ただし、ある程度のレベルまで来ると、1分野だけ掘り続けても、それ以上は伸びにくくなる時期が来ます。そのとき効くのが、「分野を横断する」ことです。自分の専門外の分野の知識を、自分の専門に持ち込んでみるのです。すると、専門の中だけでは見えなかった発想や解き方が、急に湧いてくることがあります。
東大生に取材すると、彼らは「専門外」をやたらと勉強しています。理系の学生が、哲学や歴史の本を読んでいたりします。文系の学生が、数学やプログラミングを学んでいることもあります。一見、専門と関係ないように見える勉強が、あとになって専門の理解を深めるのです。
「専門外を1分野」、定期的に触れる
専門の中だけの知識同士をつなげても、結びつきは限定的です。しかし、まったく違う分野の知識と結びついた瞬間、新しい発想が生まれます。

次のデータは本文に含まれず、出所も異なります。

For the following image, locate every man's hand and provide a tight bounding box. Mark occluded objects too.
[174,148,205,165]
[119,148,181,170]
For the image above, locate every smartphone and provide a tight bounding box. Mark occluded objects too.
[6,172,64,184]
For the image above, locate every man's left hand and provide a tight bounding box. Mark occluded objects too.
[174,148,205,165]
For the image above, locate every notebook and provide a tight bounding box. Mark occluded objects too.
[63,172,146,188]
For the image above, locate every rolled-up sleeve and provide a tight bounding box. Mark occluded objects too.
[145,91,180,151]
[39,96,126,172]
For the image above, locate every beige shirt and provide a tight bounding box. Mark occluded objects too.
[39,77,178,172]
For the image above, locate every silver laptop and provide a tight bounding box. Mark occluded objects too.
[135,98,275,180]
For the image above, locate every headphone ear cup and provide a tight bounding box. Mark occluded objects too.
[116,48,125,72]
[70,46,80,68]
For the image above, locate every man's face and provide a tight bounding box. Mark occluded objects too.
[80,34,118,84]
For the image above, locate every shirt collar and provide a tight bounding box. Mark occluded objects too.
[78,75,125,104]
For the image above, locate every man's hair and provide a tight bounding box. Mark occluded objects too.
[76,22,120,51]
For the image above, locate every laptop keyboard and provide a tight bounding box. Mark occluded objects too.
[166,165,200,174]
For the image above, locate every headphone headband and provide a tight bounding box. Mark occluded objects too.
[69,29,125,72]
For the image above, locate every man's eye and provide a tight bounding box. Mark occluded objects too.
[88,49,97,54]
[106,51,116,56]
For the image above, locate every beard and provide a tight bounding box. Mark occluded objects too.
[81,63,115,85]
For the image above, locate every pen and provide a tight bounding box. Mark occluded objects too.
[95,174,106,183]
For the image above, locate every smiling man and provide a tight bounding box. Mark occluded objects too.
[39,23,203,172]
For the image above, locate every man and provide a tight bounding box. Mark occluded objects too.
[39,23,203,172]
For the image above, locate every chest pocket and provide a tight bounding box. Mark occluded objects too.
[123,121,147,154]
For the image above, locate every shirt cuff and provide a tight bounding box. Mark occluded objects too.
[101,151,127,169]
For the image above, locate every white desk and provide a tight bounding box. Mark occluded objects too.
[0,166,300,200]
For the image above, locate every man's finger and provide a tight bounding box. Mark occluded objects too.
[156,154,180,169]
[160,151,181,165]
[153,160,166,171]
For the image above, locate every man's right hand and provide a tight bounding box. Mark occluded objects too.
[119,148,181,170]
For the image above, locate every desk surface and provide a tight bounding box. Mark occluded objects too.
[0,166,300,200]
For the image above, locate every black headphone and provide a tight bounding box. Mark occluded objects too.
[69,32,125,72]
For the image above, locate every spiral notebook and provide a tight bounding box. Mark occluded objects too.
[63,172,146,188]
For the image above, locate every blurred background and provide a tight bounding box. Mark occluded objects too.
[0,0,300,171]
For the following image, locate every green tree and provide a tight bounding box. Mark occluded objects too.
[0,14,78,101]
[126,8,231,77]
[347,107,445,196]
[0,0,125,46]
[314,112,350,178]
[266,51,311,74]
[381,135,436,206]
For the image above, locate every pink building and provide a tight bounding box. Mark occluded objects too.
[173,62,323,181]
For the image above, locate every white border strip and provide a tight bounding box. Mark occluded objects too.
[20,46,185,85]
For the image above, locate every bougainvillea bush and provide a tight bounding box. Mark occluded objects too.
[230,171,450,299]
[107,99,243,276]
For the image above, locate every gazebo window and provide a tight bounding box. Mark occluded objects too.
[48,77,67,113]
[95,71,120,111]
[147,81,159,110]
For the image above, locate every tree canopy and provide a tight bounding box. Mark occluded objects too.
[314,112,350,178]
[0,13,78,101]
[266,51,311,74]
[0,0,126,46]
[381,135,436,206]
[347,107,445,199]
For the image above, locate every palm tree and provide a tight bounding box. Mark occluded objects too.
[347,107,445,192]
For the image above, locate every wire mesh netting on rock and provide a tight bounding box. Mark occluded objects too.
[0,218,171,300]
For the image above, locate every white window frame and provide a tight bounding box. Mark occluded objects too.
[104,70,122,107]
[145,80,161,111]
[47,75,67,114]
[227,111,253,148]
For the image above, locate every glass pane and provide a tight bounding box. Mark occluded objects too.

経済学に物理学の視点を入れる。医学に統計学を入れる。ビジネスに歴史を入れる。分野を超えたつながりが、独創的な発想の源泉になります。
「専門の中だけに知識を閉じない」というのは、専門を捨てるという意味ではありません。専門を深めながら、別分野の風を入れる、ということです。
おすすめは、自分の専門と関係なさそうな分野を1つ選んで、定期的に触れることです。選び方は何でも構いません。書店をぶらぶら歩いて気になった棚、知人がよく話している分野、なんとなく避けてきたジャンル。本当に何でもいいでしょう。
月に1回だけでもいいので、専門外の本を読んだり、専門外の人と話したり。専門外の動画を見たりしてみるのです。
最初は「専門に関係ないな」と感じます。でも、半年、1年と続けていると、不思議なことが起きます。専門の分野で詰まったとき、専門外の本で読んだ話がヒントになる場面が増えてくるのです。「1分野の専門家」ではなく、「複数分野をつなげられる人」になることが、これからの時代の強みです。